- Sibbald Location of Sibbald Sibbald Sibbald (Canada)
- Coordinates: 51°23′18″N 110°09′01″W﻿ / ﻿51.38833°N 110.15028°W
- Country: Canada
- Province: Alberta
- Region: Southern Alberta
- Census division: 4
- Special area: Special Area No. 3

Government
- • Type: Unincorporated
- • Governing body: Special Areas Board

Population (1991)
- • Total: 33
- Time zone: UTC−06:00 (Alberta Time)
- Area codes: 403, 587, 825

= Sibbald =

Sibbald is a hamlet in southern Alberta, Canada within Special Area No. 3. It is located on Highway 9, approximately 10 km west of the provincial border with Saskatchewan and 154 km northeast of Medicine Hat.

== Climate ==
Sibbald experiences a semi-arid climate (Köppen climate classification BSk).

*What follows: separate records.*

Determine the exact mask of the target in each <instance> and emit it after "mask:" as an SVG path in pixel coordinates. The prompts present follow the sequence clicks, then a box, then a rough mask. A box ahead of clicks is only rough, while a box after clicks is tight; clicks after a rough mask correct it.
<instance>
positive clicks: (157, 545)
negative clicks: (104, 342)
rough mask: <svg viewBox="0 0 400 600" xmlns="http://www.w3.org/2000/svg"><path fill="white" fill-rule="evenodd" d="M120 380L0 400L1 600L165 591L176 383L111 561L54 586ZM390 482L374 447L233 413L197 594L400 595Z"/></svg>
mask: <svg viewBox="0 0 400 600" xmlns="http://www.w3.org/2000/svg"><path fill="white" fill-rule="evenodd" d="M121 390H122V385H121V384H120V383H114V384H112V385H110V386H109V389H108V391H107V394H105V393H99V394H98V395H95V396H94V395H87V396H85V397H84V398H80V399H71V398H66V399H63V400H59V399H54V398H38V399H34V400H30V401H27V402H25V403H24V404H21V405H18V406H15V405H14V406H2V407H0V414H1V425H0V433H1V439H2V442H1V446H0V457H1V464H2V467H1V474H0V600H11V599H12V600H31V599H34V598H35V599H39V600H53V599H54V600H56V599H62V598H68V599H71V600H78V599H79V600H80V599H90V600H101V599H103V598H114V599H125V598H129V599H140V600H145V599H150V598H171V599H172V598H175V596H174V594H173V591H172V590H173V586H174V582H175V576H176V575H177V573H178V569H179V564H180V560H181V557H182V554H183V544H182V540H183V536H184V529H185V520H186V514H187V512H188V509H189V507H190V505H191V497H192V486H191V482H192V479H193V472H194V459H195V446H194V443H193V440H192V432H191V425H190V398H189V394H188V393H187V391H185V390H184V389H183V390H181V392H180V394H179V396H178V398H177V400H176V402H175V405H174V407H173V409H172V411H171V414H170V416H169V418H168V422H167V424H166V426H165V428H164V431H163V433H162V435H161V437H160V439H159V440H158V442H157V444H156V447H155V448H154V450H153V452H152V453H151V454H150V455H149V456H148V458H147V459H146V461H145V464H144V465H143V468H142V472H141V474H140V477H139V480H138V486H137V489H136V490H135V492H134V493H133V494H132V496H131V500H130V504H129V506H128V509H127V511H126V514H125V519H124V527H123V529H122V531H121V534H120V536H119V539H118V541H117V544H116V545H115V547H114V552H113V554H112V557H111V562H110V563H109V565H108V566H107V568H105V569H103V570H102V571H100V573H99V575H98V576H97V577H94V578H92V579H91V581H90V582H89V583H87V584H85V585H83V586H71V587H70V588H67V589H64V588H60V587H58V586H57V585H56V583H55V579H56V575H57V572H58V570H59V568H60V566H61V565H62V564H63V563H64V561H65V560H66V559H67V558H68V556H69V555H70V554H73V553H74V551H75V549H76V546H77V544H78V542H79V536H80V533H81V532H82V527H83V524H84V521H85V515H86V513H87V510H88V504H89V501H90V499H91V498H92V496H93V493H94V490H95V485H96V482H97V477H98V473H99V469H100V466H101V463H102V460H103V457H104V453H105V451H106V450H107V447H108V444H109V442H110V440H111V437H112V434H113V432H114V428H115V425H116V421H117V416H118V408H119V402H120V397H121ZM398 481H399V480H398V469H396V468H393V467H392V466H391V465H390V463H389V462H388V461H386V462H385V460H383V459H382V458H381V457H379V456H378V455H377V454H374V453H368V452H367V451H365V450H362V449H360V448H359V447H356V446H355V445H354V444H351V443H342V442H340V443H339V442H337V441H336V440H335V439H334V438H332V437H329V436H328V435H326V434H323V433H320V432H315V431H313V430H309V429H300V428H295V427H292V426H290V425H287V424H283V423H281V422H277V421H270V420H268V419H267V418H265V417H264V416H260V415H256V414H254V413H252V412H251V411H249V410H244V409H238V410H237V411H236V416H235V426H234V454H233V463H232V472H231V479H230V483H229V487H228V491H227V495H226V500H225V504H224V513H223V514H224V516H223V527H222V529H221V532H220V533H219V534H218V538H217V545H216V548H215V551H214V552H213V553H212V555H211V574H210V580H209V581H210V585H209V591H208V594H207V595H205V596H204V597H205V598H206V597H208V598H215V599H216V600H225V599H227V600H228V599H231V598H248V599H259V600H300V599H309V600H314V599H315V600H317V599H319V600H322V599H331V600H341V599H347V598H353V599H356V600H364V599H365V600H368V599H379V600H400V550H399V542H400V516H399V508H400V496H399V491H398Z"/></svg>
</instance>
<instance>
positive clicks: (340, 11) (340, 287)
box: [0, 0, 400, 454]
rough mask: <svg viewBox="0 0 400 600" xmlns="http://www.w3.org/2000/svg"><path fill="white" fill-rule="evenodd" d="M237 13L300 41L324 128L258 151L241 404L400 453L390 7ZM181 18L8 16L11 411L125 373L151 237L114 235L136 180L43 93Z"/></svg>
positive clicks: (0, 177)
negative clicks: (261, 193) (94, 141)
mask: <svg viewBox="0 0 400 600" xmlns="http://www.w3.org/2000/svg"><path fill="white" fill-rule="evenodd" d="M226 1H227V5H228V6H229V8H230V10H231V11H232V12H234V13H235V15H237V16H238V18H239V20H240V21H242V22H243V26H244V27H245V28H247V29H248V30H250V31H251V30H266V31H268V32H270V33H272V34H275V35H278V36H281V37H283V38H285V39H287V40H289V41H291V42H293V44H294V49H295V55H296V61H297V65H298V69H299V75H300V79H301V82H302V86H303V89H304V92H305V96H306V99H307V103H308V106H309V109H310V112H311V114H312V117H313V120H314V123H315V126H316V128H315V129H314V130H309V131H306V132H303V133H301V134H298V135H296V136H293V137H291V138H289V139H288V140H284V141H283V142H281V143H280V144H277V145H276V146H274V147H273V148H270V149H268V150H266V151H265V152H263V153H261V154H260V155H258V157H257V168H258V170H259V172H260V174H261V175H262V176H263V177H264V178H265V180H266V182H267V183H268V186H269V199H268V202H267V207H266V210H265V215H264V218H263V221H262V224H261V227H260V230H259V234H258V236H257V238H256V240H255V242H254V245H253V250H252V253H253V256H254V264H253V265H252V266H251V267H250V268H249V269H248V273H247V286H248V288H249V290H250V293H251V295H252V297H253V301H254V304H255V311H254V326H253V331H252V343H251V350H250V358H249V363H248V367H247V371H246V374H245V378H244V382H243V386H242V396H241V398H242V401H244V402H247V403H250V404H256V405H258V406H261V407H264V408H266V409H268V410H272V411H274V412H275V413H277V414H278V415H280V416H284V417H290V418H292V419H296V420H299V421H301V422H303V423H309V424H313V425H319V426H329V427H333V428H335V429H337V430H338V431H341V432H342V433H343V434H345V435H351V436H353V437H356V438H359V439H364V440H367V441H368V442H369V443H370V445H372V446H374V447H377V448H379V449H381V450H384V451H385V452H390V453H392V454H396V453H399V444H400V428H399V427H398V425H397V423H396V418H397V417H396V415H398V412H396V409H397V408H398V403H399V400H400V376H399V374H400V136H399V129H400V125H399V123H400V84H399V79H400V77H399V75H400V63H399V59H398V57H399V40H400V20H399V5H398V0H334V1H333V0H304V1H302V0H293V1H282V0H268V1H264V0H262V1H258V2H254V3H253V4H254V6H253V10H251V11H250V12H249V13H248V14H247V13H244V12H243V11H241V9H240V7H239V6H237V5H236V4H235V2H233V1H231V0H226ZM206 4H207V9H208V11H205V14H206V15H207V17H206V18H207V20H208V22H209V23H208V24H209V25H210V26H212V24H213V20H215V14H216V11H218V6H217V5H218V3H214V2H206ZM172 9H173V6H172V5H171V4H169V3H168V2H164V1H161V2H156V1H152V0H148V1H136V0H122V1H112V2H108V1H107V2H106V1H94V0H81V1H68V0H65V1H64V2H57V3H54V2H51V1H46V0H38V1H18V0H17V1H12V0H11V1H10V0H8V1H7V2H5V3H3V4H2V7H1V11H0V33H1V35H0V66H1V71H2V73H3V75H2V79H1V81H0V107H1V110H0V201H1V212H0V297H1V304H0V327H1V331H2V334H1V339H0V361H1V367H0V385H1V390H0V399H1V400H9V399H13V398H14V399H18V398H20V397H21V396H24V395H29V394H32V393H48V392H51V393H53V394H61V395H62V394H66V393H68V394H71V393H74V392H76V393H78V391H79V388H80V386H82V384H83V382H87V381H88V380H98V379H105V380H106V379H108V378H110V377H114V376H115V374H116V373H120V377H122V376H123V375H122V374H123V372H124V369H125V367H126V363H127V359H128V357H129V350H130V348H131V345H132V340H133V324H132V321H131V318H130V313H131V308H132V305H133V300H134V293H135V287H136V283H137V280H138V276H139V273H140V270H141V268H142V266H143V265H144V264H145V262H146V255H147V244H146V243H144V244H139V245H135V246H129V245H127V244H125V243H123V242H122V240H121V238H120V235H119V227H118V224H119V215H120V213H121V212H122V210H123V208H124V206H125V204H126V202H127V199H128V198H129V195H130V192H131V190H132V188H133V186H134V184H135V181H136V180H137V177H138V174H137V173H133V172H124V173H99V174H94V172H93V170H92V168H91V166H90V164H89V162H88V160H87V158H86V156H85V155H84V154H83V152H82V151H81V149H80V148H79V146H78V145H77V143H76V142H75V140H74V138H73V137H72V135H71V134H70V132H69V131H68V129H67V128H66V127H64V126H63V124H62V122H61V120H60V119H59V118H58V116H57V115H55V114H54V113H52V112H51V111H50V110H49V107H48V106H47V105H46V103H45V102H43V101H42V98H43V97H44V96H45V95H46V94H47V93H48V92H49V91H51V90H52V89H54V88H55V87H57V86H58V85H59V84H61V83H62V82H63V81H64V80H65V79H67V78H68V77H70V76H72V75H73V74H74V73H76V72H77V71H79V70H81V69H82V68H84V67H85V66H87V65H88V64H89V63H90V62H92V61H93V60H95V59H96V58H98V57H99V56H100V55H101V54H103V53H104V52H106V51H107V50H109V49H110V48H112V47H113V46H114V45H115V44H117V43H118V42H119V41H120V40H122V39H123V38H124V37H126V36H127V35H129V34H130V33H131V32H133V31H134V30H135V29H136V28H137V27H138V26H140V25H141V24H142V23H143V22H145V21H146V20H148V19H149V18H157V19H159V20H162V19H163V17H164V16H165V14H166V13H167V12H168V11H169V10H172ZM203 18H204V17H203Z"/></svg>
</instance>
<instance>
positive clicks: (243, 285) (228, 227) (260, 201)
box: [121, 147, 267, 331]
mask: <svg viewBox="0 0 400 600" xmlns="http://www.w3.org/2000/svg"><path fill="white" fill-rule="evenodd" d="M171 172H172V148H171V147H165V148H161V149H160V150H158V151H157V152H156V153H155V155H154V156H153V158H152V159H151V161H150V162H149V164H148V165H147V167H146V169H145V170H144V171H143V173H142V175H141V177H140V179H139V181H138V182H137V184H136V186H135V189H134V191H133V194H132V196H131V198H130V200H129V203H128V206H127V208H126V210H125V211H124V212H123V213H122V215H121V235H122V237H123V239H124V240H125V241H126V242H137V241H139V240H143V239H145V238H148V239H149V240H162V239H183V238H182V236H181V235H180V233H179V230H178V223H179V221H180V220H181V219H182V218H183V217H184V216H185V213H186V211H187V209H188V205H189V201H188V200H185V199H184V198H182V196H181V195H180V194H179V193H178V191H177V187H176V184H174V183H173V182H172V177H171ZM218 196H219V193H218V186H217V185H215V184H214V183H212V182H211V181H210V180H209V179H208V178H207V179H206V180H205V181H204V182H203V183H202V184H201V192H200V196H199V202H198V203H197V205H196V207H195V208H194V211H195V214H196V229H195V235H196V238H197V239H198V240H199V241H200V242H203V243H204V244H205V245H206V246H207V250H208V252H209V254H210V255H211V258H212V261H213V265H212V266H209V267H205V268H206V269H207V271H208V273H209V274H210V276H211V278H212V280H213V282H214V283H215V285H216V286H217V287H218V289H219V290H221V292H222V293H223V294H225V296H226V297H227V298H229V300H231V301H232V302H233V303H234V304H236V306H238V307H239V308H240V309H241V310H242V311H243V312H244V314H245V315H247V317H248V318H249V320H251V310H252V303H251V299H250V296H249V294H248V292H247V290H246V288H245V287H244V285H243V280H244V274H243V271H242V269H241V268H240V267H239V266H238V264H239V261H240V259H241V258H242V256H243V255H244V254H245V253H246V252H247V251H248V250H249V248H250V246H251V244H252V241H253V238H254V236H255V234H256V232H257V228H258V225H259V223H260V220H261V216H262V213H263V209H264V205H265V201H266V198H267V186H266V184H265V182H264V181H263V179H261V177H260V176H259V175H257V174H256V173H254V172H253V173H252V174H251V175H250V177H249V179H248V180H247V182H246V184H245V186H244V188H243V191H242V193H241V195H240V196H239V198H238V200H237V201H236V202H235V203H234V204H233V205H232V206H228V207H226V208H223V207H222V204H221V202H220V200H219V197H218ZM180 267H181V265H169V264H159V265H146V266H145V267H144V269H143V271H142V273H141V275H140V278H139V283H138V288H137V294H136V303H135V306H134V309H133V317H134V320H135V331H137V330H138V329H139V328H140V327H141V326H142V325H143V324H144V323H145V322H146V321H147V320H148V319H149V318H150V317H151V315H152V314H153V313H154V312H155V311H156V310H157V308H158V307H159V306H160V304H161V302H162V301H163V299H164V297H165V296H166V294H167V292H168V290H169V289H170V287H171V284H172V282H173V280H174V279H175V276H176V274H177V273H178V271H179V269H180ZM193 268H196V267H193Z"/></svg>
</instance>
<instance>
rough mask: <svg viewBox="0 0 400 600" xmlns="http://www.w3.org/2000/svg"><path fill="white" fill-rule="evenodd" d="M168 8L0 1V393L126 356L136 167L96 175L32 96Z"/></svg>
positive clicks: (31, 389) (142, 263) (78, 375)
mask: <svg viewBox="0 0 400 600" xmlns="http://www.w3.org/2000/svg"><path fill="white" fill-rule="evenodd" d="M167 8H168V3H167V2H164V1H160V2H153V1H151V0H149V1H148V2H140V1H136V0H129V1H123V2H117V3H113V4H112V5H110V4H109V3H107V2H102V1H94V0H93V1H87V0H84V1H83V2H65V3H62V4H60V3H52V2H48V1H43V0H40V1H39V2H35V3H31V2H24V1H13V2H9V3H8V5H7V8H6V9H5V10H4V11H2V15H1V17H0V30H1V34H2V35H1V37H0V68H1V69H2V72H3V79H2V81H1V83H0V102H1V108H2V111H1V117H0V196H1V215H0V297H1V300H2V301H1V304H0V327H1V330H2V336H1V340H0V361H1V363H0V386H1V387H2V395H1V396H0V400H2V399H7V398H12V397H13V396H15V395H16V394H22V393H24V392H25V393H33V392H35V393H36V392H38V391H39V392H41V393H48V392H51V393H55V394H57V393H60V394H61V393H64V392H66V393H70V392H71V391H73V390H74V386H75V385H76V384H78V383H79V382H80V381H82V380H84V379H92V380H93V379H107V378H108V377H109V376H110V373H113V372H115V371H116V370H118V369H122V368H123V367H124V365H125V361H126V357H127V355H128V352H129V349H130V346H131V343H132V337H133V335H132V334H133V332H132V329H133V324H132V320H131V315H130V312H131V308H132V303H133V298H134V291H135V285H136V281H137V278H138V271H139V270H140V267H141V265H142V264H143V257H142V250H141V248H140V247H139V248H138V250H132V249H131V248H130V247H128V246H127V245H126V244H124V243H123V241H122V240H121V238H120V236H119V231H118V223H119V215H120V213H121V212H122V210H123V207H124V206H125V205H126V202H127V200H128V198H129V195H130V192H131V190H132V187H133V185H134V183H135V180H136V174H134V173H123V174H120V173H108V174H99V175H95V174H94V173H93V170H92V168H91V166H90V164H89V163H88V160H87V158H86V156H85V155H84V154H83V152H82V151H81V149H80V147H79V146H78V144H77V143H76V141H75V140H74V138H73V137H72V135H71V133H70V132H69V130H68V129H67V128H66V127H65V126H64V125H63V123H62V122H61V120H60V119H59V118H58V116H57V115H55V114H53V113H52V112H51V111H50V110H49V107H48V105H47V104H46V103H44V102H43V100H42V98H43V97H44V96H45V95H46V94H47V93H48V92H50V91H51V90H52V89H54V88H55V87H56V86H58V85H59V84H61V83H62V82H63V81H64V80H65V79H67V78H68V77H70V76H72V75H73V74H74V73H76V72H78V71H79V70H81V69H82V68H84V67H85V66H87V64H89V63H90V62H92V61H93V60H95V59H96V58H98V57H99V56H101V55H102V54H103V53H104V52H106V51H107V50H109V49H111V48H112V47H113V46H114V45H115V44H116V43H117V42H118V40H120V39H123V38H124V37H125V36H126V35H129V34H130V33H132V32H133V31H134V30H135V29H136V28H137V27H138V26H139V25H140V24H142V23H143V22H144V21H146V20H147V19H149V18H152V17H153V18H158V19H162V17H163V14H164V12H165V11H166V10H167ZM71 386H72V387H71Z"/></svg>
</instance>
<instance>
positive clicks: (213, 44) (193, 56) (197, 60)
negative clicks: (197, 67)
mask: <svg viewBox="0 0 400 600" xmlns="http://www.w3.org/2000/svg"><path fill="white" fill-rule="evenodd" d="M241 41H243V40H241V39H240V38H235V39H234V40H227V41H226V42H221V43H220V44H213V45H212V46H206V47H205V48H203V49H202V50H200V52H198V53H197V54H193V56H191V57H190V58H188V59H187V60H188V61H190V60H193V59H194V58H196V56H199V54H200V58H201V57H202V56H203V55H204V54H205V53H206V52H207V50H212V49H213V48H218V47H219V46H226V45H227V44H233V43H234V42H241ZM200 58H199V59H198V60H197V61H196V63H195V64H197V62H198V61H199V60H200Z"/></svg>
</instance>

Winters are cold, while summers are warm to hot, and dry. Precipitation is generally low year round, with an annual average of 313.8 mm, and is heavily concentrated in the warmer months.

Climate data for Sibbald
| Month | Jan | Feb | Mar | Apr | May | Jun | Jul | Aug | Sep | Oct | Nov | Dec | Year |
| Record high °C (°F) | 11.1 (52.0) | 11.7 (53.1) | 21.5 (70.7) | 31.0 (87.8) | 36.5 (97.7) | 37.5 (99.5) | 38.5 (101.3) | 40.6 (105.1) | 36.1 (97.0) | 29.4 (84.9) | 21.5 (70.7) | 14.5 (58.1) | 40.6 (105.1) |
| Mean daily maximum °C (°F) | −10.4 (13.3) | −5.6 (21.9) | 1.0 (33.8) | 12.3 (54.1) | 18.2 (64.8) | 22.4 (72.3) | 25.3 (77.5) | 25.2 (77.4) | 18.9 (66.0) | 11.7 (53.1) | 1.0 (33.8) | −6.7 (19.9) | 9.4 (48.9) |
| Daily mean °C (°F) | −16.5 (2.3) | −11.6 (11.1) | −4.9 (23.2) | 5.0 (41.0) | 10.7 (51.3) | 15.1 (59.2) | 17.7 (63.9) | 17.2 (63.0) | 11.2 (52.2) | 4.4 (39.9) | −5.0 (23.0) | −12.6 (9.3) | 2.6 (36.7) |
| Mean daily minimum °C (°F) | −22.4 (−8.3) | −17.6 (0.3) | −10.7 (12.7) | −2.2 (28.0) | 3.2 (37.8) | 7.7 (45.9) | 10.2 (50.4) | 9.1 (48.4) | 3.5 (38.3) | −3.0 (26.6) | −11.1 (12.0) | −18.3 (−0.9) | −4.3 (24.3) |
| Record low °C (°F) | −46.1 (−51.0) | −43.3 (−45.9) | −40.0 (−40.0) | −30.0 (−22.0) | −10.0 (14.0) | −5.0 (23.0) | 0.6 (33.1) | −1.5 (29.3) | −9.0 (15.8) | −27.0 (−16.6) | −38.0 (−36.4) | −43.9 (−47.0) | −46.1 (−51.0) |
| Average precipitation mm (inches) | 13.7 (0.54) | 9.0 (0.35) | 16.7 (0.66) | 19.4 (0.76) | 38.4 (1.51) | 65.2 (2.57) | 54.3 (2.14) | 34.7 (1.37) | 23.2 (0.91) | 12.6 (0.50) | 12.4 (0.49) | 14.1 (0.56) | 313.8 (12.35) |
Source: Environment Canada

== Demographics ==

Sibbald recorded a population of 33 in the 1991 Census of Population conducted by Statistics Canada.